Mengutip pepatah Jawa witing tresno jalaran soko kulino, bagaimana anak-anak kita dan generasi mendatang bisa mengenali apalagi mencintai dan melestarikan bahasa ibunya, bahasa daerahnya masing-masing kalau kulino atau sering bersentuhan saja tidak pernah? Di sini, peran lingkungan dan keluarga juga sangat diperlukan sebagai katalisator terdekat dalam penanaman pembiasaan berbahasa daerah dalam alam bawah sadar anak-anak kita yang masih mudah untuk dibentuk, karena lingkungan dan keluarga adalah ruang yang paling intensif dan efektif bagi semua anggota keluarga untuk membangun sebuah kebiasaan berkomunikasi memakai bahasa ibu-nya sendiri.
Mungkin bangsa ini, khususnya kita masyarakat Banjar perlu menjadikan semboyan “kayuh baimbai, waja sampai kaputing” sebagai tagline motivasi untuk menyelamatkan nasib berbagai produk seni dan budaya daerah (termasuk bahasa) di Indonesia.
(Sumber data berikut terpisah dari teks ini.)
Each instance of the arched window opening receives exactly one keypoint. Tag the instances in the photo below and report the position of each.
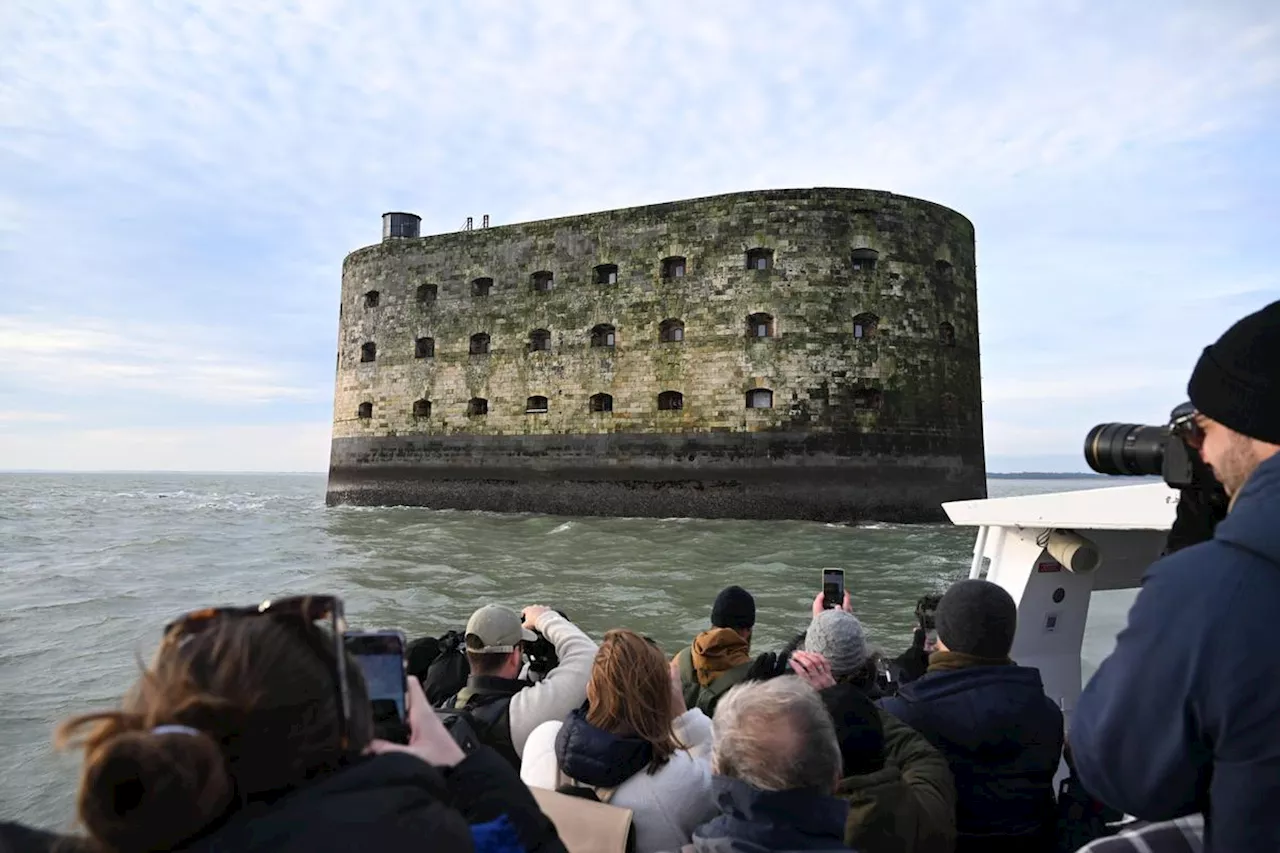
(759, 259)
(759, 325)
(607, 274)
(947, 334)
(864, 259)
(603, 336)
(867, 398)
Pepatah atau semboyan dalam bahasa Banjar diatas sangat familiar bagi masyarakat Kota Banjarmasin dan Kalimantan Selatan. Selain tersemat dalam lambang resmi daerah, keduanya merupakan roh dari perjalanan panjang perjuangan masyarakat Kota Banjarmasin dan Kalimantan Selatan dalam membentuk tatanan kehidupan yang bermartabat dan berbudaya luhur. Makna literal dari “kayuh baimbai” adalah kayuh (sampan) bersama-sama/berbarengan. Ungkapan semboyan ini merupakan pengejawantahan dari harmoni yang tercipta dalam aktifitas mendayung perahu di sungai sebagai bagian dari budaya perairan, identitas masyarakat Kota Banjarmasin dan suku Banjar secara umum. Sedangkan “waja sampai kaputing” artinya, (benda yang terbuat dari) baja dari pangkal sampai ujung. Diadopsi dari semboyan haram manyarah lawan walanda, waja sampai kaputing” milik Pangeran Antasari, (Pahlawan Nasional dari Kalimantan Selatan) dalam perang Banjar melawan kolonial Belanda tahun 1859-1905. Secara umum makna filosofis dari “kayuh baimbai, waja sampai kaputing”  adalah mari berasama-sama, bekerja keras pantang menyerah sampai titik darah penghabisan.
Apakah ini berlebihan? Saya kira tidak, karena bahasa ibu, bahasa daerah kita adalah identitas kita, simbol harkat dan martabat kita yang harus terus dijaga dan dilestarikan keberadaannya.